Aggregate command

Hello
I am new to the Rstudio and need help about something.
I have a topic about wage difference between males and females.
I do not know how to use aggregate command to test wage difference between males and females at mean education level.

Please prepare a Reproducible Example (Reprex) for your question. We need to see the data in order to help you effectively.

Also, if your question is about a homework problem, please read the homework policy.

Please explain more about the desired calculation. The educ column has the values 0 2 5 8 11 15. What is meant by the "mean education level"?

mean(dat$educ)
9.25
I found 9.25 mean education value by using this command. I need wage difference between males and females at this 9.25 value.

The aggregate function calculates the mean, or whatever function you specify, of one column for each level of one or more other columns.
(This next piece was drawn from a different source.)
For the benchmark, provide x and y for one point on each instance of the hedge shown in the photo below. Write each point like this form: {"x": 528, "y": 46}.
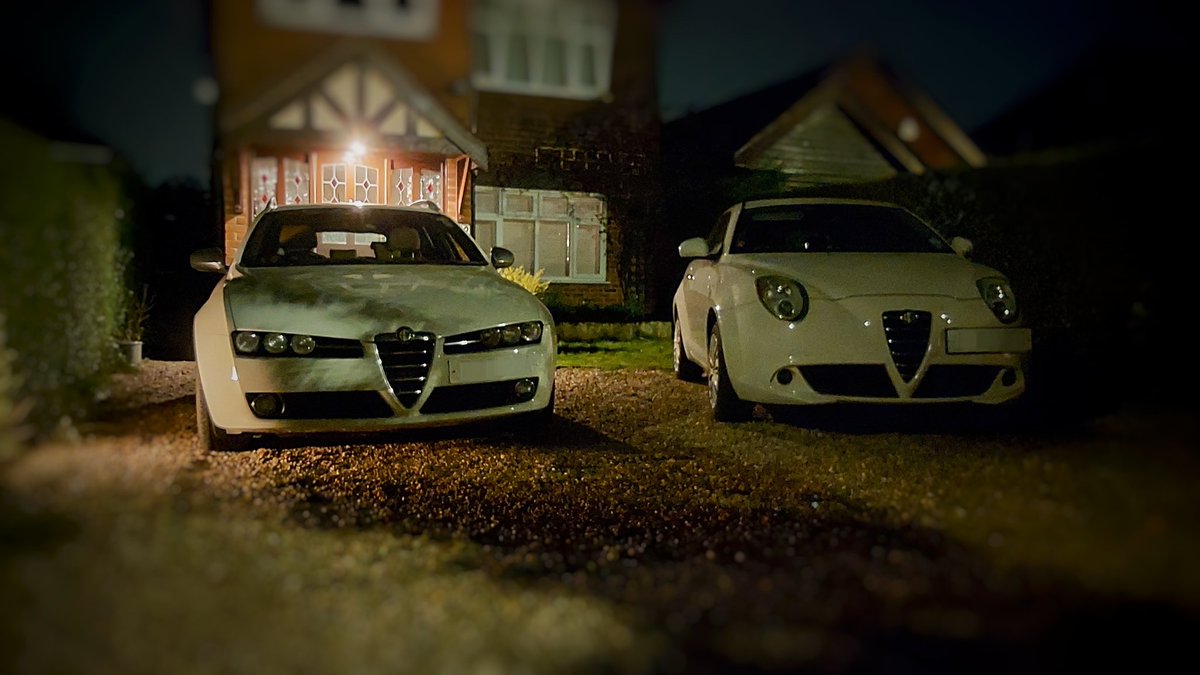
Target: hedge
{"x": 60, "y": 273}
You can use it to calculate the mean wage for each level of educ that is present in the data, for example. It will not interpolate between existing values of educ.

One way to calculate the wage at educ = 9.25 is to calculate a fit of wage as a function of educ using the lm() function then use the parameters of that fit to predict the wage at educ = 9.25. Is that something you are willing to try?

Yes. I think I need that lm() function solution.

Please give that method a try and ask for help, showing your code, if you get stuck. The steps to follow could be:

  1. Make a subset of the data with just females
  2. Us the lm() function to fit hwage ~ educ
  3. Use the coefficients of that fit to predict hwage at educ = 9.25
  4. Repeat steps 1 - 3 for the males.

reg=lm(hwage~educ+female,
How can I specify that educ=9.25 in this regression?

Once you have a fit you can use the predict() function to generate new values. Let's say I have data spanning roughly the range 1 - 3 and I want a prediction at 2.75:

DF <- data.frame(X = c(0.9, 1.1, 2.3, 2.1, 2.9, 3.3),
                 Y = c(6.7, 6.4, 9.3, 9.8, 12.0, 12.4),
                 Female = c("M", "F", "M", "F", "M", "F"))
FIT <- lm(Y ~ X + Female, data = DF)

NewDat <- data.frame(X = c(2.75, 2.75), Female = c("M", "F"))

predict(FIT, newdata = NewDat)
#>        1        2 
#> 11.20826 11.05944

NewDat$Y <- predict(FIT, newdata = data.frame(X = c(2.75, 2.75), Female = c("M", "F")))

NewDat
#>      X Female        Y
#> 1 2.75      M 11.20826
#> 2 2.75      F 11.05944

Created on 2019-12-15 by the reprex package (v0.2.1)

Thank you for all your help.

This topic was automatically closed 21 days after the last reply. New replies are no longer allowed.